An inventory of a great manufacturer, Boulton & Fothergill, gives another impression of the time with ‘snuff boxes, instrument cases, toothpick cases – gilt, glass and steel trinkets, silver filigree boxes, needle books etcetera – all manner of plated goods, as tea urns, tankards, cups, coffee pots, cream jugs, candlesticks, sauce boats, terrines …’. By 1702 wallpaper was coming in and, according to an advertisement of the period, ‘at the blue paper warehouse in Aldermanbury (and nowhere else) are sold the true sorts of figured paper hangings, some in pieces of twelve yards long, others after the manner of real tapestry’; in the following year hangings were offered ‘in imitation of gilded leather’. Clocks, pictures, prints, mirrors, all of them could now be seen behind the bay windows of the most select shops.
But if you turned the corner from the Strand into Catherine Street, or from High Holborn into the passages beside Drury Lane, the characteristics of a consumer society would have been much more difficult to recognize. There were no luxuries here, only the necessary aids for survival. There were no names above the shops, only rudimentary signs. There were no windows, only open doors into dimly lit interiors. In Hogarth’s ‘Noon’ a small girl snatches eagerly from the gutter a piece of broken and discarded pie.

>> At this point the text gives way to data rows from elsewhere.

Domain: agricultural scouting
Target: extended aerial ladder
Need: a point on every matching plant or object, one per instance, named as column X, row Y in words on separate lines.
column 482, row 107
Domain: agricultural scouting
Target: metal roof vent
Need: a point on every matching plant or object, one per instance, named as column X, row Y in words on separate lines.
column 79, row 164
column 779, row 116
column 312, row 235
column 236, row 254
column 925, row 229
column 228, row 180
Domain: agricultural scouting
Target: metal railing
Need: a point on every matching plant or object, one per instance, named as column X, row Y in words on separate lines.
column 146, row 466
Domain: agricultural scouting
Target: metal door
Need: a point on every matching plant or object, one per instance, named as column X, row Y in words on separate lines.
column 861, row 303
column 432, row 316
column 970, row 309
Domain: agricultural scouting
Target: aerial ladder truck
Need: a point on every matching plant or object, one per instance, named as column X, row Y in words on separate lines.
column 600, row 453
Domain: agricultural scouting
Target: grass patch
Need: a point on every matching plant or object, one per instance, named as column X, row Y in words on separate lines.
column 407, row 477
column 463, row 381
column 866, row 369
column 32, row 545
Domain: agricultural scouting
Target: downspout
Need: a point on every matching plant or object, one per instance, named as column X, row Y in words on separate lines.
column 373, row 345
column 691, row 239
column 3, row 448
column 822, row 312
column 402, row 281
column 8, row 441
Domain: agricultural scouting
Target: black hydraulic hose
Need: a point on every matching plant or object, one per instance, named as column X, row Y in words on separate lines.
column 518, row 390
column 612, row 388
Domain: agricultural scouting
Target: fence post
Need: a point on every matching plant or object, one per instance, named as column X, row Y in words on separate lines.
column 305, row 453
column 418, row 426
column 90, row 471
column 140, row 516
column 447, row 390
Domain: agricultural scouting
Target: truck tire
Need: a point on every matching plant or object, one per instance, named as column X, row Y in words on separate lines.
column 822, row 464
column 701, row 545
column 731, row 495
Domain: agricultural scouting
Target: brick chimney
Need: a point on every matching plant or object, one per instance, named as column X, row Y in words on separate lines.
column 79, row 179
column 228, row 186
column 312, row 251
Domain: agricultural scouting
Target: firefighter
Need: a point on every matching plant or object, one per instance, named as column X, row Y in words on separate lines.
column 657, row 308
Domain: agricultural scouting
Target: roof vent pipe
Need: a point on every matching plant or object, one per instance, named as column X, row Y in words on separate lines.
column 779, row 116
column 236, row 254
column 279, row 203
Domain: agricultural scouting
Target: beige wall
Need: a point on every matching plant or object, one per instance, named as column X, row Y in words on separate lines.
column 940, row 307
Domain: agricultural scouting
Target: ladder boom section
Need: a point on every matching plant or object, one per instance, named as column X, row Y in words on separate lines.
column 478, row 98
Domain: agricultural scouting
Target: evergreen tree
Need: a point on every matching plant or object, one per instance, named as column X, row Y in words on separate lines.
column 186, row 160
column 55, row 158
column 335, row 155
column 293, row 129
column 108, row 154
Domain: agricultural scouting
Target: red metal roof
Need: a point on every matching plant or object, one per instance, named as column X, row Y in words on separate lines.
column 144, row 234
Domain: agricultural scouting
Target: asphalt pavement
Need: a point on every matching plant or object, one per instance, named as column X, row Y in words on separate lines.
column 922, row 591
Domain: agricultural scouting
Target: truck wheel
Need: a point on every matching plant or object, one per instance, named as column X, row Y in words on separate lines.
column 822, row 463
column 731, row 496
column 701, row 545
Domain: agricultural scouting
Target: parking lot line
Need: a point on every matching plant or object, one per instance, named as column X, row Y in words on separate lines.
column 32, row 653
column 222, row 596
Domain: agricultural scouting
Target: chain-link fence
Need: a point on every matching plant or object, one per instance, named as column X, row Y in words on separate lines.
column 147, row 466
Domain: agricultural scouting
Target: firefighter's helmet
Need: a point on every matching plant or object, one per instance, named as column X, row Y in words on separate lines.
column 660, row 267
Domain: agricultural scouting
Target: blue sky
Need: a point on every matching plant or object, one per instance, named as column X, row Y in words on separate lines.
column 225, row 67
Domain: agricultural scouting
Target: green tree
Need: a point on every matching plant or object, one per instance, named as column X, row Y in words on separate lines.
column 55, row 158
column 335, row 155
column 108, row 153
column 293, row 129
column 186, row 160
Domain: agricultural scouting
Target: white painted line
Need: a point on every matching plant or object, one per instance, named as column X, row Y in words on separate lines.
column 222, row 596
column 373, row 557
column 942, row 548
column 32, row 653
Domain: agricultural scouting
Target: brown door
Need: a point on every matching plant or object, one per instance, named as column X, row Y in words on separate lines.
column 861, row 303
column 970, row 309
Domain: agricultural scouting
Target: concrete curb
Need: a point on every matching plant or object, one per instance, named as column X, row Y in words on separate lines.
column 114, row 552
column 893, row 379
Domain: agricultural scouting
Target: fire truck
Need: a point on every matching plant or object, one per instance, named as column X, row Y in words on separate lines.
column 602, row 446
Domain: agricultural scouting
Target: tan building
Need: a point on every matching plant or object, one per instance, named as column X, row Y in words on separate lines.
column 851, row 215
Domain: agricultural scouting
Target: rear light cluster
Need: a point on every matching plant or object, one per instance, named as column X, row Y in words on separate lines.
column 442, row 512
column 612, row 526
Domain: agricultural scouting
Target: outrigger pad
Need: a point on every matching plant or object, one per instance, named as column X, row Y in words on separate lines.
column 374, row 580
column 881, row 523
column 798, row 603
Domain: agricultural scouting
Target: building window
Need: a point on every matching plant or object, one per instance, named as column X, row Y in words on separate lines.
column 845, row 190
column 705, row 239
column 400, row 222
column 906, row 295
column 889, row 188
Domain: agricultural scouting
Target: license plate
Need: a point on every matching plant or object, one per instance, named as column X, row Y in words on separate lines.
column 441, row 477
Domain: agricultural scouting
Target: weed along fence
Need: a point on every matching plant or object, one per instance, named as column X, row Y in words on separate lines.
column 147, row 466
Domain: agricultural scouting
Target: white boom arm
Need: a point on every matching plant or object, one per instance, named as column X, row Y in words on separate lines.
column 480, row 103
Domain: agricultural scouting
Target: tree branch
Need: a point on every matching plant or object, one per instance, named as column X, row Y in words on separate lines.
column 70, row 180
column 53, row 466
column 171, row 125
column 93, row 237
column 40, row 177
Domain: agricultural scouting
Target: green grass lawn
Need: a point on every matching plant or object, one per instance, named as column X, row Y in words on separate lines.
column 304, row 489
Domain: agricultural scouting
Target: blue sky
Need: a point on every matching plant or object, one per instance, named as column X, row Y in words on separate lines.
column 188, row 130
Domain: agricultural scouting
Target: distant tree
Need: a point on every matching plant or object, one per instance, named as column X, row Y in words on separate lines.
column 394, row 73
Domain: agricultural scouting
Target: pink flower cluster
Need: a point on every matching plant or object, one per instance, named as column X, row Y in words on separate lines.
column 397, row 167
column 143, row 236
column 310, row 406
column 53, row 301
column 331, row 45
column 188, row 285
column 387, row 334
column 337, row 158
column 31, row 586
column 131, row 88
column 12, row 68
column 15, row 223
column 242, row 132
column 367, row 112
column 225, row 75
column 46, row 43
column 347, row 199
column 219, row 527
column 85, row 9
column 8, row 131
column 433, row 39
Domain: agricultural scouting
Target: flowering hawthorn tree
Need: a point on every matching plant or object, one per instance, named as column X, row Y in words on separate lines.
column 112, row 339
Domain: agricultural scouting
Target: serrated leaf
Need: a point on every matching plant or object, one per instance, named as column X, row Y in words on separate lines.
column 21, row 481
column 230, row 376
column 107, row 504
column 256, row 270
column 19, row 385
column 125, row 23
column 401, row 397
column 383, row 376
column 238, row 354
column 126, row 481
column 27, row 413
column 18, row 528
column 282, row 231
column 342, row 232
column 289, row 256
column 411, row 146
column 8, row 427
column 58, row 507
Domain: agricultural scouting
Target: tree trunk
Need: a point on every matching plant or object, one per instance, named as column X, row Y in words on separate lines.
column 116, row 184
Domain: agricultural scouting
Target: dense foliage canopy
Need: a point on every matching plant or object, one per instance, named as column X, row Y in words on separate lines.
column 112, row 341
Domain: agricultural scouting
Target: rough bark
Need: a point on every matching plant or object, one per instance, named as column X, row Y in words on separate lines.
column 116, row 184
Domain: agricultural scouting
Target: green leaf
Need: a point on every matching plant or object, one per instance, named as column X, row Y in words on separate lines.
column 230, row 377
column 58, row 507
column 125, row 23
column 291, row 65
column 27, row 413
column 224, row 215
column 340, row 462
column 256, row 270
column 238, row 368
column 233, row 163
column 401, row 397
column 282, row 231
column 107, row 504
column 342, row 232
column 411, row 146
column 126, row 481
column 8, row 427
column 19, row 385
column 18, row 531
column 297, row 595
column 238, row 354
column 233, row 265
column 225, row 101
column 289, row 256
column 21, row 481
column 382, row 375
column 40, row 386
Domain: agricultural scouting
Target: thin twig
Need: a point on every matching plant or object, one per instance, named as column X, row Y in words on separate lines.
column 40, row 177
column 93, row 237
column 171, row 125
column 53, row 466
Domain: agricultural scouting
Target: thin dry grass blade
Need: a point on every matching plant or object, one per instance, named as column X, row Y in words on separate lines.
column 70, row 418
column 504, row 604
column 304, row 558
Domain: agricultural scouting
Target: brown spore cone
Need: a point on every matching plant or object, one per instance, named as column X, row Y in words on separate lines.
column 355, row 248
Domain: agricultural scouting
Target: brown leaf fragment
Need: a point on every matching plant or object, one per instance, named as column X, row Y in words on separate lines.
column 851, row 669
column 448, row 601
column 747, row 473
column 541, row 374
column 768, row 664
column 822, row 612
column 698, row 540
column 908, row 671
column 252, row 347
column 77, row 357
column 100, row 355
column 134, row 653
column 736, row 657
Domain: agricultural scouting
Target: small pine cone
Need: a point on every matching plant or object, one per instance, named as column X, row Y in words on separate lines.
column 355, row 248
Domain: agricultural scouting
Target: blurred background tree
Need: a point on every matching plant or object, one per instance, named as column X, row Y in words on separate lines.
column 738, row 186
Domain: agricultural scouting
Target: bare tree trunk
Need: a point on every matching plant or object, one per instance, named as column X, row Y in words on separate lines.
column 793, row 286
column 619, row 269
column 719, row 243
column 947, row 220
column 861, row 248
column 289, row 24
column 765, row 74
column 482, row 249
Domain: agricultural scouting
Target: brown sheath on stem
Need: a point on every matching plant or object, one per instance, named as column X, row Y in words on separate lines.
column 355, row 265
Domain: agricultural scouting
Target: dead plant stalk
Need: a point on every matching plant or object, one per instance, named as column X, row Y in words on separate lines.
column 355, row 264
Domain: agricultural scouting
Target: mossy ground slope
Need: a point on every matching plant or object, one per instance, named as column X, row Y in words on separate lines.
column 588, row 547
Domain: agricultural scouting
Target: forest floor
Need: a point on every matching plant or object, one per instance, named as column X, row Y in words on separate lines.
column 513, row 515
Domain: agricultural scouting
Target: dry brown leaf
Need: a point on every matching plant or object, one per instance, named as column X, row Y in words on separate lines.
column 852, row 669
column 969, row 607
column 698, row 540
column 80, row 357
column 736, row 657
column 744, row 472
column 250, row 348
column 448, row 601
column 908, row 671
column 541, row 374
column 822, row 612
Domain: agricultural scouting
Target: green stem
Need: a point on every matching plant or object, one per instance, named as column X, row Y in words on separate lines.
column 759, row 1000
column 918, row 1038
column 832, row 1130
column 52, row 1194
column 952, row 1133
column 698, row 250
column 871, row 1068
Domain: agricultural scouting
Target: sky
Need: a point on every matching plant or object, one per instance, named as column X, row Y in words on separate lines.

It has been estimated that there were 3,000 shops in the neighbourhood of Holborn and more than 2,500 in the area of Southwark. In the City approximately 6,500 shops had a ratio of twenty-two customers to each shop; the proportion of people to shops in Clerkenwell was thirty to one.
The majority of these would be small backstreet shops or ‘petty shops’. Like the village shops which they most closely resembled, they would have a range of essential goods on their shelves including tea, sugar, cheese, salt and butter. Other items were bought occasionally and measured in small quantities, among them yellow soap, spices, dried fruits, nuts, treacle, candles and flour. The customers would buy only on a daily basis, purchasing precisely what they required to survive until the following day. They might often rely on credit. The shopkeepers were frequently as poor as the customers themselves, all of them living off the same plain diet.